The coat was donated Monday, and Miller said the folks at Goodwill told him it was likely set out on the floor that same day or possibly Tuesday morning.

"Honestly, I just think I forgot," he said. "I knew it was in my closet somewhere, but we were just grabbing stuff and I threw it in a pile and thought, 'I don't wear that anymore.'"

It wasn't until Wednesday that Miller said he realized what had happened.

By then, the coat was nowhere to be found at the Goodwill center on Roswell Road in Buckhead.

"That ring means more to me than anything I can explain," he said.

Miller described the coat in hopes that someone might identify the ring and return it.

"It was still in the Helzburg box and it was inside a coat pocket on left side of the coat," he said. "It is a black ski jacket with gray stripes."

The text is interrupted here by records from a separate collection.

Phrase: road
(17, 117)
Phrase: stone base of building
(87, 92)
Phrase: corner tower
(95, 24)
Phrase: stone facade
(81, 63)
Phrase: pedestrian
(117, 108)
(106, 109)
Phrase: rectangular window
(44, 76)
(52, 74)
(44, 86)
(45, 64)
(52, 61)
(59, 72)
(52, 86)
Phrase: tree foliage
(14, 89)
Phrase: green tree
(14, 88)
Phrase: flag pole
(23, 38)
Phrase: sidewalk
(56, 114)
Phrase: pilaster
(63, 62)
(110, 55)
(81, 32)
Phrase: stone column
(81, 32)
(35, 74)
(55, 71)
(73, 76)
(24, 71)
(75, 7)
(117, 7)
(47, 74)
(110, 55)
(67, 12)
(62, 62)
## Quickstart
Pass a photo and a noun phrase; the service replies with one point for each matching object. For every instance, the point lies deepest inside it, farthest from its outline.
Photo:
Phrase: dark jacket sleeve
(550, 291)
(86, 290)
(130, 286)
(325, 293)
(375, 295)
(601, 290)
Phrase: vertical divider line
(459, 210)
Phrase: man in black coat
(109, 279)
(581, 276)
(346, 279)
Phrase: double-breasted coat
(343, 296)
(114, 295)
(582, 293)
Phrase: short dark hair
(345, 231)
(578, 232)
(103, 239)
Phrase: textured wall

The ring is a square princess-cut solitaire with smaller diamonds surrounding it. The setting is white gold.

Even though that ring means the world to Miller and his fiancee, Cara Epstein, they said they're not going to postpone their plans.

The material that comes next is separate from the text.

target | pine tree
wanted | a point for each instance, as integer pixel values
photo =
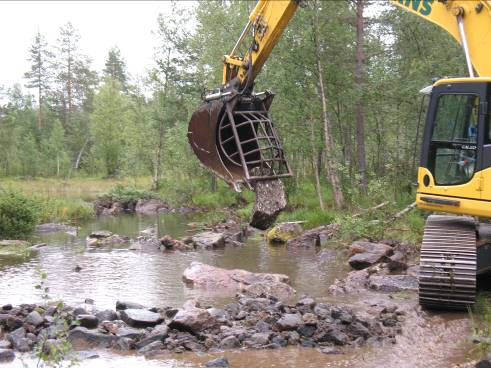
(40, 75)
(115, 67)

"It's a setback, but we'll move forward," Epstein said. "I'm trying to be positive."

Miller said he still plans to fly back home to Akron, Ohio, and ask Cara's father for her hand in marriage.

He just hopes he has something to put on her finger once he gets the blessing.

"She's a school teacher and I'm a landscaper," he said. "We obviously don't make enough money to afford something like that on a regular basis. It was a very large purchase for us, and I just made a very bad mistake."

The ring was not insured. The couple is just hoping someone will find it and come forward.